TendoPay High-Level Topology

Requests reach Cloudflare first, where caching, WAF, and bot protection are applied. A handful of latency-sensitive endpoints (for example, the repayment calculator) are served entirely from Cloudflare Workers at the edge — they never hit the origin. Everything else is proxied to the origin in AWS.

The Server Stack

Web Tier — Nginx + PHP

  • Nginx terminates TLS at the origin and reverse-proxies to the Laravel application.
  • Server-side TLS uses TLS 1.2 (with TLS 1.3 enabled where supported), backed by SHA-256 certificates.
  • Nginx also handles a small number of upstream proxies for third-party SDKs that require a same-origin endpoint.

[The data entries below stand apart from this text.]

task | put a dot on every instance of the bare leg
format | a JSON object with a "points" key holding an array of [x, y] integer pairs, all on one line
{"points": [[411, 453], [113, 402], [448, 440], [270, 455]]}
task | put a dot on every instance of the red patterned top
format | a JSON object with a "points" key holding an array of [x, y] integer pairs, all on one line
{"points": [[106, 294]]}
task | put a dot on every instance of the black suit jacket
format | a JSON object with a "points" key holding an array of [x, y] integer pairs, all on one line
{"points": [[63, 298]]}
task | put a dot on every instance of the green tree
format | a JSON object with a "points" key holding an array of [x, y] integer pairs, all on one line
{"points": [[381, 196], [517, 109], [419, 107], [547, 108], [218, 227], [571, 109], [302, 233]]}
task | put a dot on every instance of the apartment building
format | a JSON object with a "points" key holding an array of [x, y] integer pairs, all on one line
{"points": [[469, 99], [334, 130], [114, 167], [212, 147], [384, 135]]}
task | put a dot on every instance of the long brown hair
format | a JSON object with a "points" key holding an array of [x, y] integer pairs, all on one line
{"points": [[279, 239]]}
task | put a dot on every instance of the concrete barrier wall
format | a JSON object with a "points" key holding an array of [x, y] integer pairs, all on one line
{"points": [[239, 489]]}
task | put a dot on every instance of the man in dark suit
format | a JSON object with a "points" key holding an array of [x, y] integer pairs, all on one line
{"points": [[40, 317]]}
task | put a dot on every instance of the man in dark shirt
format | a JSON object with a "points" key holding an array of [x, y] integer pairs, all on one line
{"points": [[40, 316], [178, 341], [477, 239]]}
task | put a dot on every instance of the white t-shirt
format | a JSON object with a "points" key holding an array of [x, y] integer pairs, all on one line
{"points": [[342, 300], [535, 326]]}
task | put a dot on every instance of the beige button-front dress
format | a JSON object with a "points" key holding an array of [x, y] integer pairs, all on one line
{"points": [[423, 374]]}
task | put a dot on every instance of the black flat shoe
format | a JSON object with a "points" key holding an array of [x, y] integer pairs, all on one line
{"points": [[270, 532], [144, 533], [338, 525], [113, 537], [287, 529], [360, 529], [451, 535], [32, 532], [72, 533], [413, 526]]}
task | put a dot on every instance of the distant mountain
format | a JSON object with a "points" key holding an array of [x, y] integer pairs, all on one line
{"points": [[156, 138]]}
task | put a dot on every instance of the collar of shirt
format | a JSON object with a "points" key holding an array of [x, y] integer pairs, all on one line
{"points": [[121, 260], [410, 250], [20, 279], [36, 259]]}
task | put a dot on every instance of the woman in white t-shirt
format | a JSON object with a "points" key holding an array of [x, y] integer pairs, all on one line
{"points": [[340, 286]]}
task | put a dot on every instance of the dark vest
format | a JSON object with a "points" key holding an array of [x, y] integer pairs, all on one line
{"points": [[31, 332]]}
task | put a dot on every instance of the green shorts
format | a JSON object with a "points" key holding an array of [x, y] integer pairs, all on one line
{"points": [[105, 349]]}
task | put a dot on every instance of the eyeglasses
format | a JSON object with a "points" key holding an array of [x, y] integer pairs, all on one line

Application Tier — PHP / Laravel

  • The Laravel application runs on a current, supported PHP release (PHP 8.x).
  • Required PHP extensions include the standard set plus intl, imagick, soap, xsl, redis, and a few others needed by specific integrations.
  • See the Backend (Laravel) page for details on what the application itself does.

Queue / Worker Tier — Horizon

  • Background work runs in a Laravel Horizon queue tier backed by Redis.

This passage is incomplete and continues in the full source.